Recently, the satirical news site The Onion published an article told from the viewpoint of a quarantined man’s immune system. Fighting the same germs every day had become tedious, so the “immune system had begun attacking normal, healthy tissue just to break the monotony.”
Truth is stranger than fiction. After being locked inside for six weeks, my immune system got a taste of the outside world when I had my Remicade (infliximab) infusion and quarterly bloodwork in mid-April. Having overcome the Crohn’s flare that began shortly after I went into self-isolation, my excitement-starved immune system began attacking my body. I’ve spent the past month and a half leaving the house every week to appease it.
The adventure begins
My quarterly bloodwork was unremarkable. All my numbers were stable and around the normal range. However, my tacrolimus level, which suppresses my immune system, was a little low. I knew if my transplant nurse Cassie called, she would increase my dosage.
When she called, I asked if diarrhea could affect the tacrolimus level. She told me to hold off on increasing my dose until she spoke to my doctor. Cassie never called back, but I decided to get labs redone two weeks later. I no longer had diarrhea, and I wanted to see if my numbers improved.
In the interim, I had a telehealth appointment with my gastroenterologist’s physician assistant Jessica. I was unable to schedule the FibroScan ordered by my hepatologist to check for fatty liver disease because the center was closed. Jessica suggested I start drinking coffee because the antioxidants would combat the effects of the disease. I left a message with Cassie about the FibroScan and told her to keep an eye out for lab results.

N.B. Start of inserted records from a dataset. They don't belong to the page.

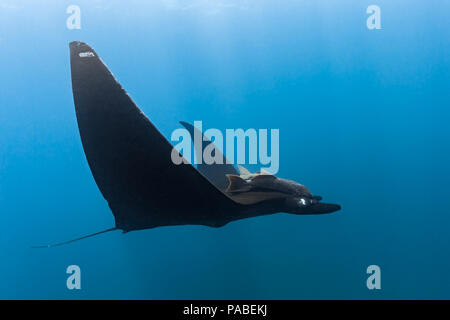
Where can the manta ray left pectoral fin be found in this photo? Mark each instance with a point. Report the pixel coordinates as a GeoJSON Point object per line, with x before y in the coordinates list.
{"type": "Point", "coordinates": [237, 184]}
{"type": "Point", "coordinates": [77, 239]}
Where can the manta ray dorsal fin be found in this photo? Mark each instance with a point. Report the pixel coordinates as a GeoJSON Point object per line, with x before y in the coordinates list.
{"type": "Point", "coordinates": [237, 184]}
{"type": "Point", "coordinates": [261, 177]}
{"type": "Point", "coordinates": [243, 171]}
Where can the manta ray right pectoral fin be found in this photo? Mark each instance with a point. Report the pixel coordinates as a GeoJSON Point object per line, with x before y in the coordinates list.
{"type": "Point", "coordinates": [237, 184]}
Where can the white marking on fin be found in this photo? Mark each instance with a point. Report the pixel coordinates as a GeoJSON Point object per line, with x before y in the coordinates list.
{"type": "Point", "coordinates": [86, 54]}
{"type": "Point", "coordinates": [243, 171]}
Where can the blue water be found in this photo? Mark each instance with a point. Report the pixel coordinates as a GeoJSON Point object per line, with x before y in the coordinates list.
{"type": "Point", "coordinates": [363, 118]}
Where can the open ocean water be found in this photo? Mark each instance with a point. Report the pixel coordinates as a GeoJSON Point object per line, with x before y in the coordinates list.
{"type": "Point", "coordinates": [364, 121]}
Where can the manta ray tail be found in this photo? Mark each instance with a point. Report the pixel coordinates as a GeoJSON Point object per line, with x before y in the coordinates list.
{"type": "Point", "coordinates": [73, 240]}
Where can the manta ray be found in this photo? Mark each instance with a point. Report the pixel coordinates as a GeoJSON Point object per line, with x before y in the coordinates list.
{"type": "Point", "coordinates": [131, 163]}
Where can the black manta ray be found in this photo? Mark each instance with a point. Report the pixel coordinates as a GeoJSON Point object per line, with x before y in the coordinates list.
{"type": "Point", "coordinates": [131, 163]}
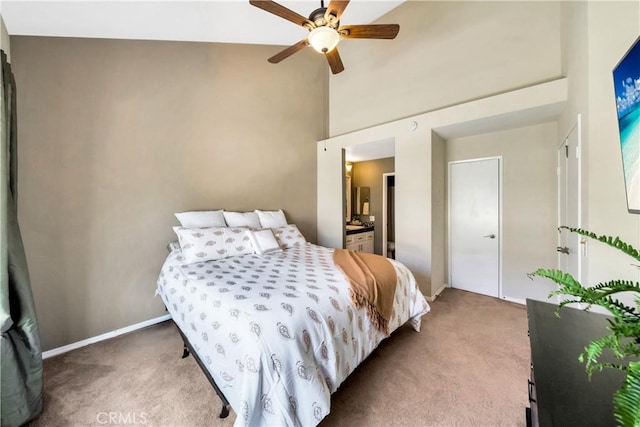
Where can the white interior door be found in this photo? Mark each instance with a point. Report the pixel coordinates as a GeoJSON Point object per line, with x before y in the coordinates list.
{"type": "Point", "coordinates": [569, 257]}
{"type": "Point", "coordinates": [474, 226]}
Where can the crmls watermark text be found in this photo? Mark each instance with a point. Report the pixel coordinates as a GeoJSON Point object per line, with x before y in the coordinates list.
{"type": "Point", "coordinates": [121, 418]}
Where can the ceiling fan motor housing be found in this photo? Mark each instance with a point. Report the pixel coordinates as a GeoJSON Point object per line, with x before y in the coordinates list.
{"type": "Point", "coordinates": [317, 17]}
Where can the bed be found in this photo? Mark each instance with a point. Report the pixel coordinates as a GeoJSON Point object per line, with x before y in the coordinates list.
{"type": "Point", "coordinates": [276, 333]}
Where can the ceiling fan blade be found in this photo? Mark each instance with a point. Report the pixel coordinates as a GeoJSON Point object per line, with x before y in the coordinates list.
{"type": "Point", "coordinates": [335, 8]}
{"type": "Point", "coordinates": [334, 61]}
{"type": "Point", "coordinates": [288, 51]}
{"type": "Point", "coordinates": [281, 11]}
{"type": "Point", "coordinates": [376, 31]}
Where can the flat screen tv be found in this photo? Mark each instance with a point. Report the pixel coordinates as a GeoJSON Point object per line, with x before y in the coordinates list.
{"type": "Point", "coordinates": [626, 78]}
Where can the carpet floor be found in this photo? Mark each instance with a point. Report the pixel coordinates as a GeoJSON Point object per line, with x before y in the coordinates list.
{"type": "Point", "coordinates": [468, 367]}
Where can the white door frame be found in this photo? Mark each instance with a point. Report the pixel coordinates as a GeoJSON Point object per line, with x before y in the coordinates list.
{"type": "Point", "coordinates": [500, 226]}
{"type": "Point", "coordinates": [384, 211]}
{"type": "Point", "coordinates": [576, 126]}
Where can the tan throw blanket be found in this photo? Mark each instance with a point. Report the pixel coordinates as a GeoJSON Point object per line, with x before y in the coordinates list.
{"type": "Point", "coordinates": [373, 283]}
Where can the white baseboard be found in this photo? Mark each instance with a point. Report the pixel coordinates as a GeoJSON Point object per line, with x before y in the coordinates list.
{"type": "Point", "coordinates": [438, 292]}
{"type": "Point", "coordinates": [105, 336]}
{"type": "Point", "coordinates": [515, 300]}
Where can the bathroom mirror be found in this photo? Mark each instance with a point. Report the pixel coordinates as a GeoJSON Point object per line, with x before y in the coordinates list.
{"type": "Point", "coordinates": [361, 201]}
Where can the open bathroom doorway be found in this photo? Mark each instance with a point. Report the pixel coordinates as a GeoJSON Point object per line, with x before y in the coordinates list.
{"type": "Point", "coordinates": [388, 215]}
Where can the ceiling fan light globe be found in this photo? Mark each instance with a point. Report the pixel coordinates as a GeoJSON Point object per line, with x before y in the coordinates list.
{"type": "Point", "coordinates": [323, 39]}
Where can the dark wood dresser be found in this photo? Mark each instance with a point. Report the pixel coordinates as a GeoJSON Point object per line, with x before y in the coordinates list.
{"type": "Point", "coordinates": [560, 392]}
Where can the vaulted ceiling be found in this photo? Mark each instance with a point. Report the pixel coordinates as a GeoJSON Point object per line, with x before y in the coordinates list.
{"type": "Point", "coordinates": [231, 21]}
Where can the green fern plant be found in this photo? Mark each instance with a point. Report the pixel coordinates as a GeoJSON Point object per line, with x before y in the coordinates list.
{"type": "Point", "coordinates": [624, 326]}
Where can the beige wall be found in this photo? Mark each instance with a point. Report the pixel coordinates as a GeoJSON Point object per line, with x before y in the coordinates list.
{"type": "Point", "coordinates": [438, 212]}
{"type": "Point", "coordinates": [529, 201]}
{"type": "Point", "coordinates": [4, 39]}
{"type": "Point", "coordinates": [116, 136]}
{"type": "Point", "coordinates": [446, 53]}
{"type": "Point", "coordinates": [369, 174]}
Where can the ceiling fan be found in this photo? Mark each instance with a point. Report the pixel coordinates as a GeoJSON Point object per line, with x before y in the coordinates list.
{"type": "Point", "coordinates": [324, 30]}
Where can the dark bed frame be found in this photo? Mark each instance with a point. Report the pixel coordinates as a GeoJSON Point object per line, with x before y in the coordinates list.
{"type": "Point", "coordinates": [188, 349]}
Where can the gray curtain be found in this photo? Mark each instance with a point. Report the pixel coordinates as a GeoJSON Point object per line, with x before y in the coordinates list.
{"type": "Point", "coordinates": [20, 353]}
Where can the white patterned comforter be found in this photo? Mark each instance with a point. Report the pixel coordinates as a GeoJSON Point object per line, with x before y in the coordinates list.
{"type": "Point", "coordinates": [278, 332]}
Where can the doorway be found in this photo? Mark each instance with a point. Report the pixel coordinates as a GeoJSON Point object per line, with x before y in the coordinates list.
{"type": "Point", "coordinates": [388, 215]}
{"type": "Point", "coordinates": [475, 224]}
{"type": "Point", "coordinates": [569, 202]}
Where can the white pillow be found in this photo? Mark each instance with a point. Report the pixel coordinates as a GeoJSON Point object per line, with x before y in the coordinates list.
{"type": "Point", "coordinates": [199, 219]}
{"type": "Point", "coordinates": [271, 219]}
{"type": "Point", "coordinates": [264, 242]}
{"type": "Point", "coordinates": [242, 219]}
{"type": "Point", "coordinates": [211, 243]}
{"type": "Point", "coordinates": [289, 236]}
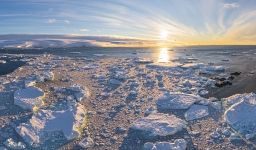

Making matters worse by trying to do good
The second set of lab results showed my tacrolimus level had risen to the optimal level. To my dismay, that wasn’t the only high number. In the three weeks between blood draws, my liver enzymes — alkaline phosphatase, aspartate aminotransferase (AST), and alanine aminotransferase (ALT) — doubled to an abnormally high range.
Expecting Cassie to call, I tried to remember what I’d done differently since my last labs. All I could think of was I had started drinking coffee at the end of April.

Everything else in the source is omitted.